610. Os seres humanos como maus poetas. — Assim como, na

segunda metade do verso, os maus poetas buscam o pensamento

que se ajuste à rima, na segunda metade da vida, tendo se tornado

mais receosas, as pessoas buscam as ações, atitudes e situações

que combinem com as de sua vida anterior, de modo que

exteriormente tudo seja harmonioso: mas sua vida já não é

dominada e repetidamente orientada por um pensamento forte; no

lugar deste surge a intenção de encontrar uma rima.
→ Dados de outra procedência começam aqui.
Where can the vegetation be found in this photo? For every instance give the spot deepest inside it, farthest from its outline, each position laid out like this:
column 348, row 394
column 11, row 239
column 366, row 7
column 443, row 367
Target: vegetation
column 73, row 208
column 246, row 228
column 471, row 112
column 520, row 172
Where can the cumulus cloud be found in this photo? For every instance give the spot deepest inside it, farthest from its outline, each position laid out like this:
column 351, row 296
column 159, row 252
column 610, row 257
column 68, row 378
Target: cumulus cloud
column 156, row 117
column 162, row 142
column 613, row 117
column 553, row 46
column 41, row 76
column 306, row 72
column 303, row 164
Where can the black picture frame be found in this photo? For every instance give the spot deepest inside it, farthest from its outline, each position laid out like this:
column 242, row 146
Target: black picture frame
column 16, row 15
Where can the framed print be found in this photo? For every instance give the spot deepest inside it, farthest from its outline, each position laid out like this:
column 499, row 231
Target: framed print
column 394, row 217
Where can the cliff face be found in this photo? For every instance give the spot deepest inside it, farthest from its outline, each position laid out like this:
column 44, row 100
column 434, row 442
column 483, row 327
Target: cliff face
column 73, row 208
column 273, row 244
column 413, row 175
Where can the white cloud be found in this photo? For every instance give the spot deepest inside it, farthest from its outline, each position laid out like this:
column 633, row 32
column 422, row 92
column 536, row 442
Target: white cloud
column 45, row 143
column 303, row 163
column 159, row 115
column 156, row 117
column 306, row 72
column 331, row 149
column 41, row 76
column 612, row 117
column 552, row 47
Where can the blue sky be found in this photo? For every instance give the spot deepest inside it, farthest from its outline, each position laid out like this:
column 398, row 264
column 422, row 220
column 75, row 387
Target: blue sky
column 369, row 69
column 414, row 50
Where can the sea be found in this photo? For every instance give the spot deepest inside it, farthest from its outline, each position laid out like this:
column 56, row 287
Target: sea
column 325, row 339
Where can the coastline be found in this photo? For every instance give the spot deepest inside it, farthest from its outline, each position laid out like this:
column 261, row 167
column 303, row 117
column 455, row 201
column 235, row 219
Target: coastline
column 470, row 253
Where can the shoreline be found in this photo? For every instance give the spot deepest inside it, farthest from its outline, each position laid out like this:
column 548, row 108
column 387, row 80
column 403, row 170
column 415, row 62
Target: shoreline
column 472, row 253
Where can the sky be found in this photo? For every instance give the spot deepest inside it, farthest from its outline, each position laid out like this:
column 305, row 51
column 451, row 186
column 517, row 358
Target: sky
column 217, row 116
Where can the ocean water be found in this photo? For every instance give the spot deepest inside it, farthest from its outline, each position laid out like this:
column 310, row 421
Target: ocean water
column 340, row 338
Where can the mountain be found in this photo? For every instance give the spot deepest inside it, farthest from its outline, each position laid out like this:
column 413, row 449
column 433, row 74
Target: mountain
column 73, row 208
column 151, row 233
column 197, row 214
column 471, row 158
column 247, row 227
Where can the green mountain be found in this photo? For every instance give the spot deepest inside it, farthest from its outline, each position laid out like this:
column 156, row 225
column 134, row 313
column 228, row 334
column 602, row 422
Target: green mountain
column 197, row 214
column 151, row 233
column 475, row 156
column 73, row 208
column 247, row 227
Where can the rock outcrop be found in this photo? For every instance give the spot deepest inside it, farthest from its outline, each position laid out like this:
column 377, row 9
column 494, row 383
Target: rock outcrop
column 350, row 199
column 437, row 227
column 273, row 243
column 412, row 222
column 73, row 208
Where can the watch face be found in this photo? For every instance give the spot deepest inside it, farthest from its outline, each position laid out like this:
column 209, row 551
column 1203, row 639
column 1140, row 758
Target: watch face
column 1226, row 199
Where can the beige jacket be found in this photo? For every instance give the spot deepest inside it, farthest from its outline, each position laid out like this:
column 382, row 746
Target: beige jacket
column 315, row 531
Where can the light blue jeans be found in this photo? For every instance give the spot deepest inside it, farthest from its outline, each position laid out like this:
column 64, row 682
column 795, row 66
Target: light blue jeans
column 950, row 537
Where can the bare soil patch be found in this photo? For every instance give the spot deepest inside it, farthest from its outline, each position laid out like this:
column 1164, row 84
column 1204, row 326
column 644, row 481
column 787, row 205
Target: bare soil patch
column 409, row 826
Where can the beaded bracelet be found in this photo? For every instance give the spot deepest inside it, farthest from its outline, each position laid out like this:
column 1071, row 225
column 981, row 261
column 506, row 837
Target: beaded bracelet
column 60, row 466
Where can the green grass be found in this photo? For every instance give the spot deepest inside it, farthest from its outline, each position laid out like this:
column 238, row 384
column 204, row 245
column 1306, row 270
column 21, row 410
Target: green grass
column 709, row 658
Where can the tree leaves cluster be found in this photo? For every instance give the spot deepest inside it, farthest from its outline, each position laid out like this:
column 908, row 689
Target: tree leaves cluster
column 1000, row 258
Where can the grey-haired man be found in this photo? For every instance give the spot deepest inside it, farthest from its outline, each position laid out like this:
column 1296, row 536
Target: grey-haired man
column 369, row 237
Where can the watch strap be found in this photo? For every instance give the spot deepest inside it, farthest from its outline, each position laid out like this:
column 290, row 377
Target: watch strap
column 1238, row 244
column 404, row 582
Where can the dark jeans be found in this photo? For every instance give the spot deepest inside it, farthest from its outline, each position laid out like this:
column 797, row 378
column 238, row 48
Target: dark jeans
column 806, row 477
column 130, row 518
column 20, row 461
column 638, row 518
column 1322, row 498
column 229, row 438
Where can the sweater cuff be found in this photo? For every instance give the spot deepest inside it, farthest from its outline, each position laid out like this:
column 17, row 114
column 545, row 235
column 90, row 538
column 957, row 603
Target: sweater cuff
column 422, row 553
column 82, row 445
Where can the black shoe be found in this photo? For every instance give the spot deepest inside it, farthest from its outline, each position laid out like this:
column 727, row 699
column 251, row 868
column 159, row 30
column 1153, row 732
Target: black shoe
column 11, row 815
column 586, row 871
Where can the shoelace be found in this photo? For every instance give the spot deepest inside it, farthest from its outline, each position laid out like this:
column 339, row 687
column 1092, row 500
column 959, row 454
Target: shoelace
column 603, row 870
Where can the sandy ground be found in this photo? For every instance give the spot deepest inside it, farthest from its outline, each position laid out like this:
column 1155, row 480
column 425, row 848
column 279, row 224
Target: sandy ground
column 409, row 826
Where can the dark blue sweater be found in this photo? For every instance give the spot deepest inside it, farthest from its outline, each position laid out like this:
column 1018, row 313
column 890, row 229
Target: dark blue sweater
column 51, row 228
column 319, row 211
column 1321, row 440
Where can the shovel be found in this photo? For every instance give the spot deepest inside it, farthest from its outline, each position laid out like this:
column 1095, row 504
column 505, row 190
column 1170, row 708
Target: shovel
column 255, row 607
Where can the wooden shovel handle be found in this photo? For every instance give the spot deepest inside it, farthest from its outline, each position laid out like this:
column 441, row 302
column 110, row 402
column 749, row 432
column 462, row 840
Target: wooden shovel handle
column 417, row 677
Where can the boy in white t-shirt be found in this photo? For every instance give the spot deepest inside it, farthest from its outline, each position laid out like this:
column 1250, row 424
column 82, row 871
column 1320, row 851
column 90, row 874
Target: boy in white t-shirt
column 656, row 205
611. O tédio e o jogo. — A necessidade nos obriga ao trabalho,

e com o produto deste a necessidade é satisfeita; o contínuo

redespertar das necessidades nos acostuma ao trabalho. Mas nos

intervalos em que as necessidades estão satisfeitas e dormem, por

assim dizer, somos assaltados pelo tédio. O que é o tédio? É o

hábito do trabalho mesmo, que se faz valer como uma necessidade

nova e adicional; será tanto mais forte quanto mais estivermos

habituados a trabalhar, e talvez quanto mais tivermos sofrido

necessidades. Para escapar ao tédio, ou o homem trabalha além da

medida de suas necessidades normais ou inventa o jogo, isto é, o

trabalho que não deve satisfazer nenhuma outra necessidade a não

ser a de trabalho. Quem se fartou do jogo, e não tem novas

necessidades que lhe dêem motivo para trabalhar, é às vezes

tomado pelo desejo de uma terceira condição, que está para o jogo

assim como o pairar para o dançar, e o dançar para o caminhar,

uma movimentação jubilosa e serena: é a visão da felicidade que

têm os artistas e filósofos.

612. A lição dos retratos. — Observando uma série de retratos

de nós mesmos, do final da infância à idade adulta, somos

agradavelmente surpreendidos pela descoberta de que o homem se

parece mais com a criança do que com o jovem: e que,

provavelmente em consonância com esse fato, sobreveio nesse

ínterim uma temporária alienação do caráter básico, à qual

novamente se impôs a força acumulada e concentrada do homem

adulto. A esta percepção corresponde outra, a de que todas as

fortes influências das paixões, dos mestres, dos acontecimentos

políticos, que nos arrastam na juventude, aparecem depois

novamente reduzidas a uma medida fixa: sem dúvida, continuam a

viver e a atuar em nós, mas a sensibilidade e as opiniões básicas

predominam e as usam como fontes de energia, não mais como

reguladores, porém, como ocorre aos vinte anos. De modo que

também o pensar e sentir do homem adulto parece novamente mais

conforme ao de sua infância — e esse fato interior se expressa

naquele exterior, mencionado acima.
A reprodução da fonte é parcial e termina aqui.